Let's compare the score of the average model with the scores of the individual classifiers. The average models can have a better generalization than the individual models being averaged:


In [108]:
clf.score(h_vectorizer.transform(text_test_all), target_test_all)


Out[108]:
0.7325905292479109

In [109]:
for c in classifiers:
    print(c.score(h_vectorizer.transform(text_test_all), target_test_all))


0.710306406685
0.701949860724

Averaging linear models learned on different datasets that follow the same distribution is a form of Ensemble method.
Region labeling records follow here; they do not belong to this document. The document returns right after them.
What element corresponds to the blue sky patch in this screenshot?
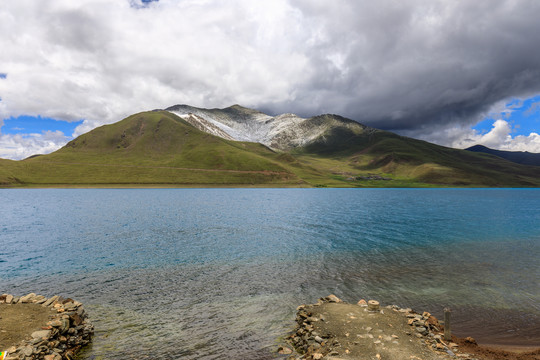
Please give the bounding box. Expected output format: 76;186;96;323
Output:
473;95;540;137
0;115;83;136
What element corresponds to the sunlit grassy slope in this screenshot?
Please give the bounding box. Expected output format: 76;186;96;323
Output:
0;111;301;186
0;111;540;187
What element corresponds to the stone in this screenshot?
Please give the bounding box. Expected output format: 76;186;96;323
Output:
278;346;292;355
59;318;69;335
47;319;62;327
19;293;36;304
326;294;343;303
416;326;429;335
368;300;380;311
21;346;34;356
41;295;58;307
32;295;47;304
69;314;83;326
32;330;51;339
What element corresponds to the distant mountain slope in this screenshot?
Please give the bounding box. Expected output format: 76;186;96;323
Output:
167;105;375;151
465;145;540;166
0;105;540;187
0;111;300;185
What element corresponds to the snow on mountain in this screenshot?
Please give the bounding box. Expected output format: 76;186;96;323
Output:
166;105;366;150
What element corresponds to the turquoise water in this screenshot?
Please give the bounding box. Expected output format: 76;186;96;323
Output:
0;189;540;359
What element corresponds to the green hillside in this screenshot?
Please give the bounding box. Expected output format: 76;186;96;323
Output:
0;111;540;187
0;111;301;186
295;125;540;187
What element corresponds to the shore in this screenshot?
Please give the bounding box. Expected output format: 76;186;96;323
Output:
278;295;540;360
0;293;94;360
0;294;540;360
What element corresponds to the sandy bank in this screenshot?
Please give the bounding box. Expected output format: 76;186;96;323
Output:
278;295;540;360
0;293;94;360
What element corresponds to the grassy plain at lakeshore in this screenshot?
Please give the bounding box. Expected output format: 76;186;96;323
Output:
0;111;540;187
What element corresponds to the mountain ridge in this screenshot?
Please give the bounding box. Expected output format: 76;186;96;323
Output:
165;105;377;151
465;145;540;166
0;105;540;187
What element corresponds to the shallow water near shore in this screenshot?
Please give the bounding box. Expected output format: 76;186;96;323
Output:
0;189;540;359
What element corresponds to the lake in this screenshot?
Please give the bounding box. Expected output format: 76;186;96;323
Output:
0;189;540;359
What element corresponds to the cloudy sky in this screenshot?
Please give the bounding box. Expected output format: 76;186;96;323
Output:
0;0;540;159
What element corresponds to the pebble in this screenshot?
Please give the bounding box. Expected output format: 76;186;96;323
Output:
0;293;93;360
32;330;51;339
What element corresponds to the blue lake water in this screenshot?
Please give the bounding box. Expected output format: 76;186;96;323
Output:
0;189;540;359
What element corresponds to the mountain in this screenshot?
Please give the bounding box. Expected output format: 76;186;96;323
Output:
465;145;540;166
166;105;375;151
0;105;540;187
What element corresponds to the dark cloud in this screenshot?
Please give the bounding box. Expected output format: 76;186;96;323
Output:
265;0;540;134
0;0;540;159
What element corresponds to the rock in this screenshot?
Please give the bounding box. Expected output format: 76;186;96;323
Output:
21;346;34;356
325;294;343;303
32;330;51;339
41;295;58;307
278;346;292;355
59;317;69;335
19;293;36;304
368;300;380;311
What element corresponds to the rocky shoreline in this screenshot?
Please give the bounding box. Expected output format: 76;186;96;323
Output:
0;293;94;360
278;295;540;360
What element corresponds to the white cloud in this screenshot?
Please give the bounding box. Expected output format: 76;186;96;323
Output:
0;0;540;158
0;131;69;160
423;119;540;153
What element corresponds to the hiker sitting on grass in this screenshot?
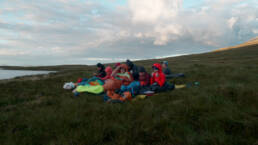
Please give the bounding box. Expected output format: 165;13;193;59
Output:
93;63;107;79
162;61;172;76
126;59;139;80
103;64;133;99
139;66;150;87
150;63;166;92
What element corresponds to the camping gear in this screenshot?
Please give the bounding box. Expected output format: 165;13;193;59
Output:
63;82;75;90
76;84;104;94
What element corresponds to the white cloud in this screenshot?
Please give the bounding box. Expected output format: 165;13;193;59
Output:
128;0;182;23
0;0;258;64
228;17;238;29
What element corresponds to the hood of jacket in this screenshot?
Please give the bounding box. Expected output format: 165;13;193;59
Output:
105;66;112;76
152;63;162;72
120;64;129;72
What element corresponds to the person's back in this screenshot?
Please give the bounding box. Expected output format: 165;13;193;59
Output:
162;61;172;75
150;63;166;87
139;67;150;86
126;60;139;80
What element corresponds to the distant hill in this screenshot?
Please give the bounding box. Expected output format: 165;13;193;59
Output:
215;36;258;52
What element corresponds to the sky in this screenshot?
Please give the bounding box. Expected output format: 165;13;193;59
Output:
0;0;258;66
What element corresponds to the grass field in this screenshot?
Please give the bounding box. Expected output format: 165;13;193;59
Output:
0;45;258;145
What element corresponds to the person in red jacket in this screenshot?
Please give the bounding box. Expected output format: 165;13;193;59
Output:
150;63;166;87
100;66;113;81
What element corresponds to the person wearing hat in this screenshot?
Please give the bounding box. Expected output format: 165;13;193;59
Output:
139;66;150;86
126;59;139;80
162;61;172;76
150;63;166;87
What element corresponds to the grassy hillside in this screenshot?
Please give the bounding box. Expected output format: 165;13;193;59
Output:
215;37;258;52
0;45;258;145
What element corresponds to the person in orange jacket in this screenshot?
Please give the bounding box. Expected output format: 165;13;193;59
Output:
150;63;166;87
103;64;133;99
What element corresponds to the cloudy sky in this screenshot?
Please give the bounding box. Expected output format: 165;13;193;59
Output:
0;0;258;65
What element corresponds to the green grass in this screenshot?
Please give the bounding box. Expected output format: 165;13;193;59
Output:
0;45;258;145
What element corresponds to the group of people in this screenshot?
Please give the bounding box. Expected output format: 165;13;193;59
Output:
73;60;174;101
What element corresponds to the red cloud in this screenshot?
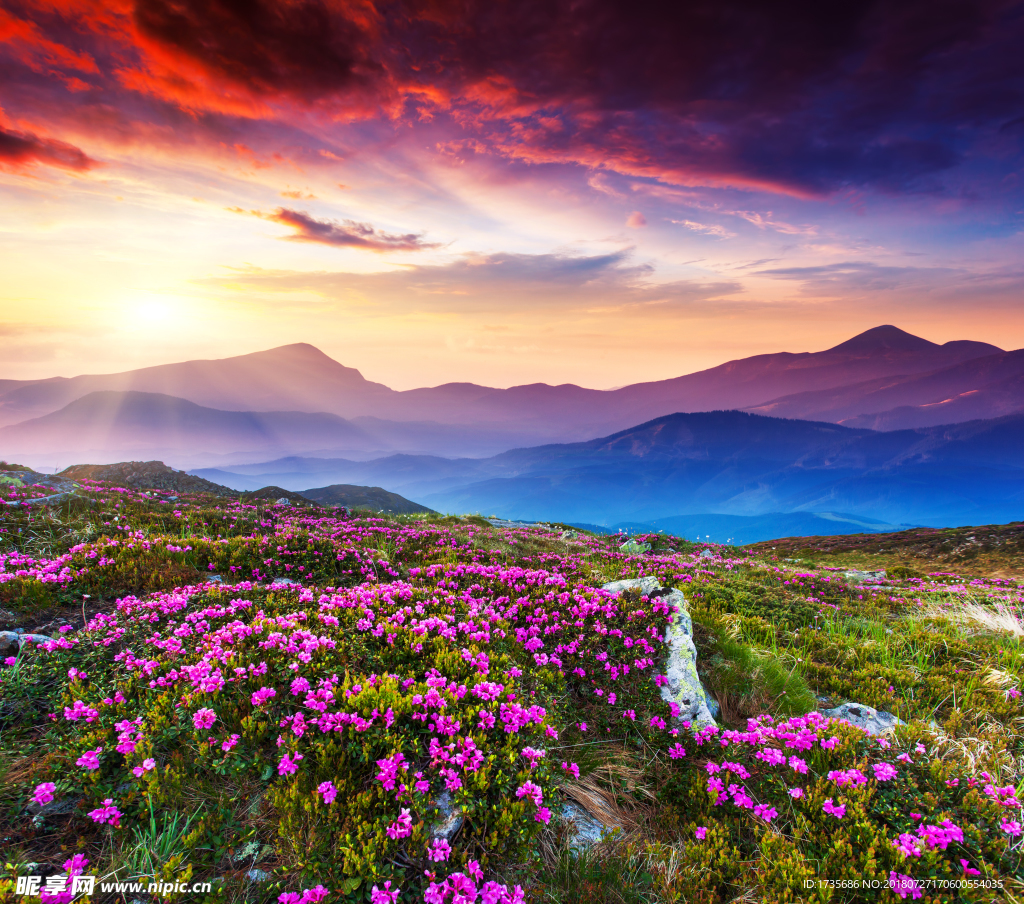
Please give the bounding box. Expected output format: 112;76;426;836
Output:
0;0;1024;197
0;128;96;172
239;207;438;252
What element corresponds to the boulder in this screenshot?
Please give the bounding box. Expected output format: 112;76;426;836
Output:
558;801;620;854
818;703;906;735
843;568;886;584
430;790;466;842
22;634;53;647
601;576;715;728
0;630;53;656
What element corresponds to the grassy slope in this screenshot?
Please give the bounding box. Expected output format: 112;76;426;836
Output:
0;487;1024;902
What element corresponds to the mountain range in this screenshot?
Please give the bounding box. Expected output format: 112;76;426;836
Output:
194;411;1024;535
0;326;1024;467
0;326;1024;539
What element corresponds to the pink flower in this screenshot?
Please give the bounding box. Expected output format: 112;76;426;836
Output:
131;759;157;778
515;781;544;807
250;687;278;706
427;838;452;863
89;798;122;828
999;819;1022;837
193;706;217;731
387;808;413;841
370;879;398;904
889;869;921;901
821;798;846;819
871;763;896;781
75;747;103;770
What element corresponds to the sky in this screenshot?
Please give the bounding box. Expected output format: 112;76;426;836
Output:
0;0;1024;389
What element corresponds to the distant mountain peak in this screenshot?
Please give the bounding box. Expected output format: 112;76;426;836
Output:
828;324;939;354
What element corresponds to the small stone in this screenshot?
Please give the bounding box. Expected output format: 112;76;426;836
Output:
558;801;621;854
601;575;715;728
818;703;906;735
430;790;465;842
843;568;886;584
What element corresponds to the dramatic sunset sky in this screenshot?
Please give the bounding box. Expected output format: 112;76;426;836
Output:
0;0;1024;388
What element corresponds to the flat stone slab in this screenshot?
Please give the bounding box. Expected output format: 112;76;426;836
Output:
818;703;906;735
601;575;715;728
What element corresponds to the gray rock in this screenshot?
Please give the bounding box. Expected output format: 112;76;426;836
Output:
818;703;906;735
843;568;886;584
601;576;715;728
430;790;466;842
22;634;53;647
558;801;621;854
601;575;662;597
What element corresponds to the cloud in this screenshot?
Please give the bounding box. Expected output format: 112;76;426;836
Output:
753;261;950;295
205;251;741;315
0;127;96;172
0;0;1024;198
669;220;736;239
237;207;440;252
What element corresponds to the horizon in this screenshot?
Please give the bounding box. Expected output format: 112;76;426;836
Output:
0;324;1014;394
0;0;1024;389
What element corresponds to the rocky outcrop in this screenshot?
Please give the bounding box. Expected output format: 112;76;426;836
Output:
818;703;906;735
601;576;715;728
843;568;886;584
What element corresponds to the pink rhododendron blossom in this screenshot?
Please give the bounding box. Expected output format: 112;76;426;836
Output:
387;809;413;840
75;747;103;770
427;838;452;863
89;798;122;828
32;781;57;807
889;869;922;901
193;706;217;731
370;879;398;904
821;798;846;819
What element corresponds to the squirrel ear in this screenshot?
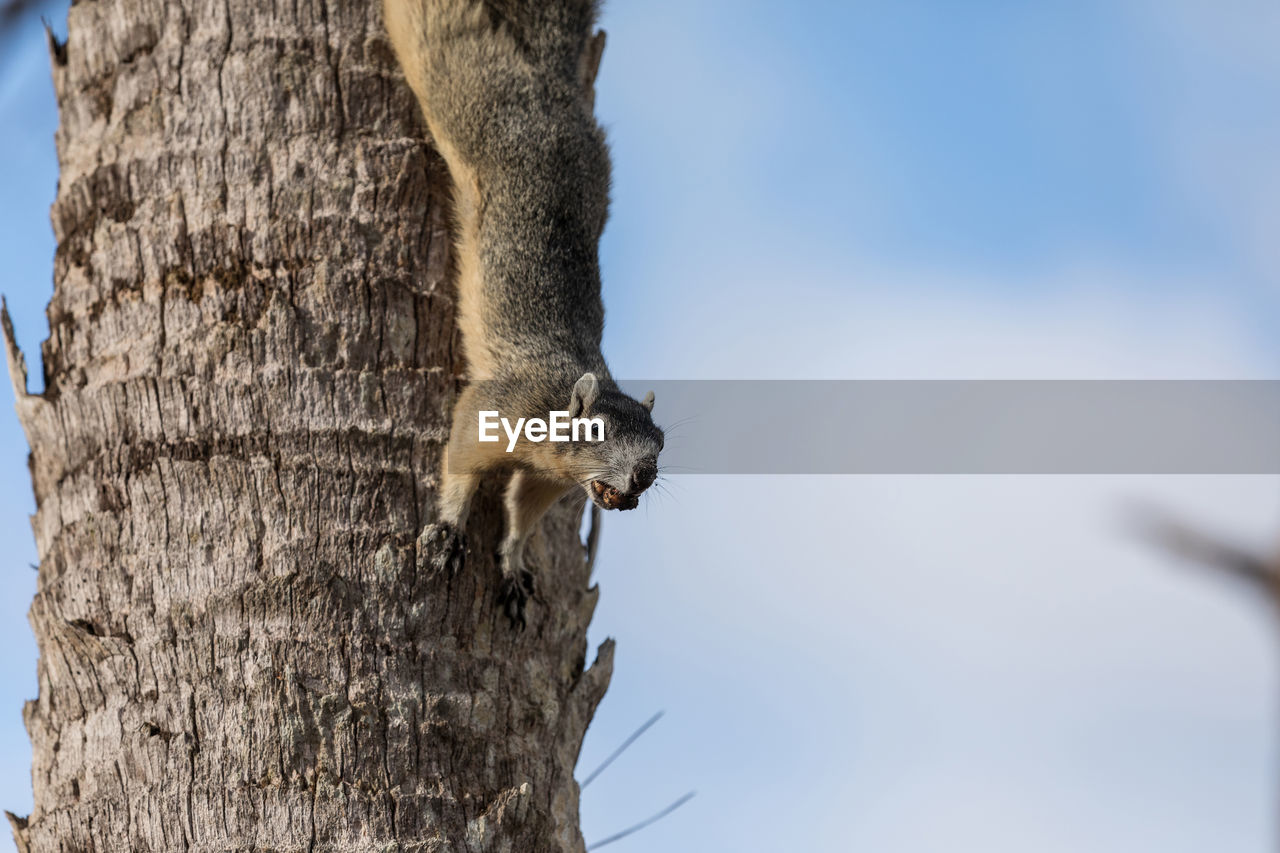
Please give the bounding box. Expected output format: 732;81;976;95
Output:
568;373;600;418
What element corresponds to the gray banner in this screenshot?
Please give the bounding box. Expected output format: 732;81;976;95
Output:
609;380;1280;475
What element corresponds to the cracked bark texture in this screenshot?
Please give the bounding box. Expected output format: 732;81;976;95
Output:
5;0;612;853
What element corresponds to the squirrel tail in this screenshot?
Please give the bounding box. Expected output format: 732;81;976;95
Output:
383;0;604;179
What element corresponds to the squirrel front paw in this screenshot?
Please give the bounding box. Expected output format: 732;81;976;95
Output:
417;521;467;578
498;569;534;630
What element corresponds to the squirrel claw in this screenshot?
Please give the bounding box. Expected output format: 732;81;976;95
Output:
417;521;467;578
498;569;534;631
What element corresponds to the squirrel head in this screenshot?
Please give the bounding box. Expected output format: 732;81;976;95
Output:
568;373;663;510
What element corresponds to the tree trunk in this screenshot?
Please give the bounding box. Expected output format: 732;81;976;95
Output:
5;0;612;853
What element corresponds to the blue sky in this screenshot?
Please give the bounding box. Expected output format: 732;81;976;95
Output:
0;0;1280;853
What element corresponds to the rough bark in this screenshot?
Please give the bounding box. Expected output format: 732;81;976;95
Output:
8;0;612;853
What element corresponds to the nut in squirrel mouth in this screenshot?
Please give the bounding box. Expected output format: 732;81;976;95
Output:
591;480;640;510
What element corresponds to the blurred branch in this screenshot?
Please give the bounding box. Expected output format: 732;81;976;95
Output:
586;792;696;850
0;0;40;35
579;706;666;790
1137;510;1280;596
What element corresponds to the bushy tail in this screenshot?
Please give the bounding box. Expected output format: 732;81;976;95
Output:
384;0;603;178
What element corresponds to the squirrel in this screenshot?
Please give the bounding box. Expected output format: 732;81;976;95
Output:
384;0;663;629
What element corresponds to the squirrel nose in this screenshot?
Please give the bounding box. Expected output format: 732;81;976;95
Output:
628;462;658;494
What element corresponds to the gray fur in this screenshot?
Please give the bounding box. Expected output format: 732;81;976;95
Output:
384;0;663;624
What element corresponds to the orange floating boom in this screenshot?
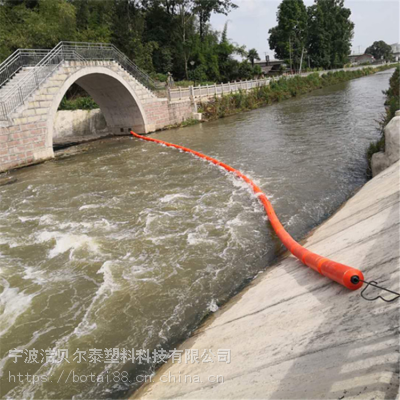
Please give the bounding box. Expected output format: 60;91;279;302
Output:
131;131;364;290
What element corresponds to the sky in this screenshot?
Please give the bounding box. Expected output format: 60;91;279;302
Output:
211;0;400;59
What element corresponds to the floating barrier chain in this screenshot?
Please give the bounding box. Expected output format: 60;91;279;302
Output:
131;131;399;301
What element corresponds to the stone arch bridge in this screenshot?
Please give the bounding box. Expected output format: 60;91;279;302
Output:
0;42;195;172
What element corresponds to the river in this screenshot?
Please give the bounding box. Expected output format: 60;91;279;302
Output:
0;70;393;399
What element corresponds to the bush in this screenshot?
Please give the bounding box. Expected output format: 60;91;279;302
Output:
198;65;398;119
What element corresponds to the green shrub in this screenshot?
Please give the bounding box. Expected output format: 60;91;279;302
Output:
198;65;393;119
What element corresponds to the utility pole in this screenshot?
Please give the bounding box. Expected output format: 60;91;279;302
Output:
299;46;304;74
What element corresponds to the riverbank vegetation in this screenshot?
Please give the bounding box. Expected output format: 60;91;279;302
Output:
268;0;354;71
367;66;400;166
0;0;261;82
198;65;393;120
0;0;362;83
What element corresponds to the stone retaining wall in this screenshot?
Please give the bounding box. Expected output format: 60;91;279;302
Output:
371;111;400;177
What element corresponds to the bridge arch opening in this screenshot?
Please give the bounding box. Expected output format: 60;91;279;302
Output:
48;67;146;147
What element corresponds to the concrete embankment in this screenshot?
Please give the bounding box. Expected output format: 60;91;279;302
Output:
133;162;400;399
53;109;111;147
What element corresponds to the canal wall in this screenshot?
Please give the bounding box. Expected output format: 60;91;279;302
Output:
132;161;400;399
54;108;109;143
0;61;195;172
371;111;400;176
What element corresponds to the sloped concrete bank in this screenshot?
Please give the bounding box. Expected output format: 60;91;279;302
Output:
133;162;400;399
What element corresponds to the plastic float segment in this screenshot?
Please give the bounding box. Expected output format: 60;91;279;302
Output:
131;131;364;290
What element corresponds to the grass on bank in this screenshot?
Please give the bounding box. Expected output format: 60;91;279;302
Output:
198;65;394;120
367;66;400;168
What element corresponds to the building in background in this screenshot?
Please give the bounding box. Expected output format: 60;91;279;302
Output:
390;43;400;61
255;55;286;75
349;54;375;64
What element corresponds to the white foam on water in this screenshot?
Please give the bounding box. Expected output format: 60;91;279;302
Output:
0;279;35;337
22;267;47;285
79;204;101;211
39;214;54;225
18;217;39;223
160;193;190;203
37;231;99;258
207;299;219;312
73;261;120;337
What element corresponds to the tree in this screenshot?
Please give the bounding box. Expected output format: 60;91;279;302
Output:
365;40;393;61
193;0;237;42
307;0;354;69
247;49;260;68
268;0;307;68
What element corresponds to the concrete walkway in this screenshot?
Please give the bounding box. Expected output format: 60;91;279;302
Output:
134;162;400;399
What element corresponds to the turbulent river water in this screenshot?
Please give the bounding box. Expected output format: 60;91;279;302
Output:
0;71;392;399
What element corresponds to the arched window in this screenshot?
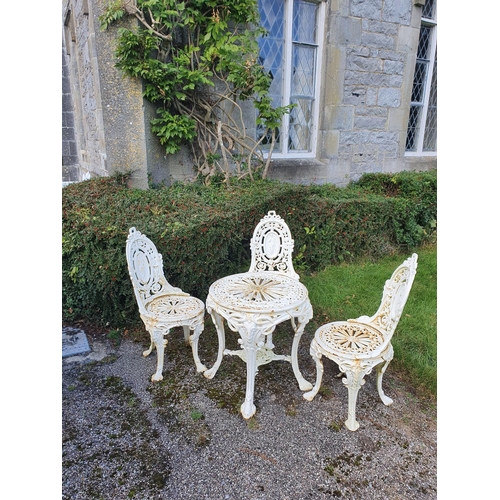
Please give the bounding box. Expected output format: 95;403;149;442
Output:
257;0;325;157
406;0;437;155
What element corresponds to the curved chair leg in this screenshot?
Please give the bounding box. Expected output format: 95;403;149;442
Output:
203;310;226;378
142;333;155;358
341;367;365;431
303;339;324;401
182;325;190;344
241;342;257;419
377;357;393;406
151;330;169;382
190;324;207;373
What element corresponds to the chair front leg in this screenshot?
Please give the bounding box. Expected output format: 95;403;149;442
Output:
151;328;170;382
303;339;324;401
377;345;394;406
339;363;365;431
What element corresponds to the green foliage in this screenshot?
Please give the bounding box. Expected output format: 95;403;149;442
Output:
62;172;436;330
100;0;292;180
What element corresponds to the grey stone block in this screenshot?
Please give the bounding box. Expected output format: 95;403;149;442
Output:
350;0;382;19
382;0;412;26
377;88;401;108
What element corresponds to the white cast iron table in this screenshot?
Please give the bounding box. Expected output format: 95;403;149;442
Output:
204;271;313;418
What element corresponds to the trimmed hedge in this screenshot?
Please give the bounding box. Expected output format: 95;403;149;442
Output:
62;171;437;328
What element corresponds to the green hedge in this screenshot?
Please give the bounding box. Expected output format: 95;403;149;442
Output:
62;171;437;327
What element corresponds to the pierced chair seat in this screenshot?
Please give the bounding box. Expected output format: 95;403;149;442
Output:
126;227;207;381
146;295;205;326
304;254;418;431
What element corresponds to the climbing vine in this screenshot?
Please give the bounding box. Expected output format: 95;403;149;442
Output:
100;0;291;184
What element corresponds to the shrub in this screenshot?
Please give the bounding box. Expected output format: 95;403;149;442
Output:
62;171;437;328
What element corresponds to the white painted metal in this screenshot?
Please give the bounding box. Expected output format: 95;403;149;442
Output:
126;227;207;381
304;253;418;431
204;211;313;419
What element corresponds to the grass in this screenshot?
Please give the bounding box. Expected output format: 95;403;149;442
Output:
301;246;437;395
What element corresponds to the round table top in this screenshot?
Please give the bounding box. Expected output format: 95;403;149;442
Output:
208;271;309;313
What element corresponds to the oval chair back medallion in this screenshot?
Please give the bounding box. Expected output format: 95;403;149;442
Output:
249;210;299;279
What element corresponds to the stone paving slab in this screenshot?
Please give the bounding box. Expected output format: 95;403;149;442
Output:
62;327;90;358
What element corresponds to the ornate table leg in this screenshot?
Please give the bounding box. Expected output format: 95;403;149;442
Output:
203;308;226;378
292;302;313;391
239;321;264;419
184;318;207;373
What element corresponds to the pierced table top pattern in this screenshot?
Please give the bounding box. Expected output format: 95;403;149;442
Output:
209;271;308;312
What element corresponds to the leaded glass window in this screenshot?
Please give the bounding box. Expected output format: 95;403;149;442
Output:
257;0;324;156
406;0;437;154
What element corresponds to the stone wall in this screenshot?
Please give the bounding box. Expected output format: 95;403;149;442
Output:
63;0;436;188
62;37;79;183
271;0;437;185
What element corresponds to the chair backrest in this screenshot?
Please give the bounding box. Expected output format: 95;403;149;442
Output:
370;253;418;338
126;227;179;313
249;210;299;280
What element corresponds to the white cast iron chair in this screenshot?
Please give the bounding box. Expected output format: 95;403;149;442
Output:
304;253;418;431
126;227;206;381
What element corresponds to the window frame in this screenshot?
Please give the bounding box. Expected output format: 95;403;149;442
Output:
405;4;437;156
263;0;326;159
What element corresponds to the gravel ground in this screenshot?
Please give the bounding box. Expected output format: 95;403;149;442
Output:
62;325;437;500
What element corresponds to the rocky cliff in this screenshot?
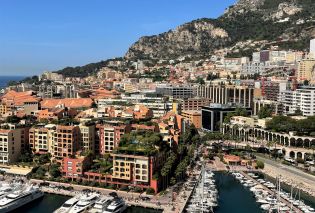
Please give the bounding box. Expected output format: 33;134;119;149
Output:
125;0;315;59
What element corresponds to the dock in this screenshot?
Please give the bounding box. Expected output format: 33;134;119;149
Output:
239;171;303;213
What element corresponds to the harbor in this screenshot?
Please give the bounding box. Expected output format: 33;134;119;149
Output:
0;168;314;213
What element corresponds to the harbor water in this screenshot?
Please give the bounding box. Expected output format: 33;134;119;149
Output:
215;172;262;213
14;194;161;213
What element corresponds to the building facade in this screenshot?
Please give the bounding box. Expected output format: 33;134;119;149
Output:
197;84;254;107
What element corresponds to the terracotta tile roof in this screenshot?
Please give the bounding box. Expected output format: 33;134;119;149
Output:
41;98;93;109
1;90;39;106
0;129;11;134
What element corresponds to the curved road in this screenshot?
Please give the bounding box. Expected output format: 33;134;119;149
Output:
256;156;315;186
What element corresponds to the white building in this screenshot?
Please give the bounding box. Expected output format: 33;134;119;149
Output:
279;87;315;116
241;62;266;75
310;38;315;58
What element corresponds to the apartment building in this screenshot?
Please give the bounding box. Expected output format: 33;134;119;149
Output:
99;125;115;154
181;110;202;129
112;154;150;183
156;85;196;99
0;103;8;117
296;59;315;82
29;127;55;153
241;62;267;75
279;87;315;116
62;156;91;179
177;98;211;111
99;124;131;155
53;125;81;160
79;124;95;154
137;101;172;118
0;129;21;164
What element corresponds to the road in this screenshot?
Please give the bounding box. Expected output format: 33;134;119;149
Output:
257;156;315;184
257;156;315;196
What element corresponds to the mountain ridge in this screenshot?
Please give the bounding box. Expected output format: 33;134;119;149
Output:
56;0;315;77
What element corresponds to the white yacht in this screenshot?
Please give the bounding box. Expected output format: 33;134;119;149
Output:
89;197;113;213
0;186;44;213
69;193;99;213
54;197;79;213
103;197;127;213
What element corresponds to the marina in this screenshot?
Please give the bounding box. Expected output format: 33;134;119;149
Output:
0;169;314;213
184;169;218;213
232;172;314;213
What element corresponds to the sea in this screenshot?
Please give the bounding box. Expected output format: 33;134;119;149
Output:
0;76;25;89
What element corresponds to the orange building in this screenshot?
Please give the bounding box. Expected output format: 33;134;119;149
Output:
181;110;202;129
62;156;91;179
40;98;93;109
53;125;80;160
133;105;153;120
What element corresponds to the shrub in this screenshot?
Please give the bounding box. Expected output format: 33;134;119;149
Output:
296;158;305;164
146;188;155;195
256;160;265;169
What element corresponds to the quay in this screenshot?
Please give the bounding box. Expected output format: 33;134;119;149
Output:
239;171;303;213
30;179;163;212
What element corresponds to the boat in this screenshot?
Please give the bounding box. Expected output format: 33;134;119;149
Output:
69;193;99;213
0;186;44;213
103;197;127;213
54;197;79;213
89;197;113;213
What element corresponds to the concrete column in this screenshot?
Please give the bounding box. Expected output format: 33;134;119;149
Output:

Other Ensemble methods include:

  • Boosted models (see Gradient Tree Boosting available in 0.13 and AdaBoost in master),
  • Bagging (Bootstrap Aggregating) as done in Random Forests. Decision Trees as the base model
  • Other non-bootstrapped, randomized aggregate of Decision Trees such as Extremely Randomized Trees.
  • Averaging the probabilistic estimate of a library of randomized and / or heterogeneous linear or non-linear models.
  • Stacking, for instance: training a final Random Forest on the probabilistic class assignment output of a library of randomized and / or heterogeneous linear or non-linear models.

Limitations of the Hashing Vectorizer

Using the Hashing Vectorizer makes it possible to implement streaming and parallel text classification but can also introduce some issues:

  • The collisions can introduce too much noise in the data and degrade prediction quality,
  • The HashingVectorizer does not provide "Inverse Document Frequency" reweighting (lack of a use_idf=True option).
  • There is no easy way to inverse the mapping and find the feature names from the feature index.

The collision issues can be controlled by increasing the n_features parameters.

The IDF weighting might be reintroduced by appending a TfidfTransformer instance on the output of the vectorizer. However computing the idf_ statistic used for the feature reweighting will require to do at least one additional pass over the training set before being able to start training the classifier: this breaks the online learning scheme.

The lack of inverse mapping (the get_feature_names() method of TfidfVectorizer) is even harder to workaround. That would require extending the HashingVectorizer class to add a "trace" mode to record the mapping of the most important features to provide statistical debugging information.

In the mean time to debug feature extraction issues, it is recommended to use TfidfVectorizer(use_idf=False) on a small-ish subset of the dataset to simulate a HashingVectorizer() instance that have the get_feature_names() method and no collision issues.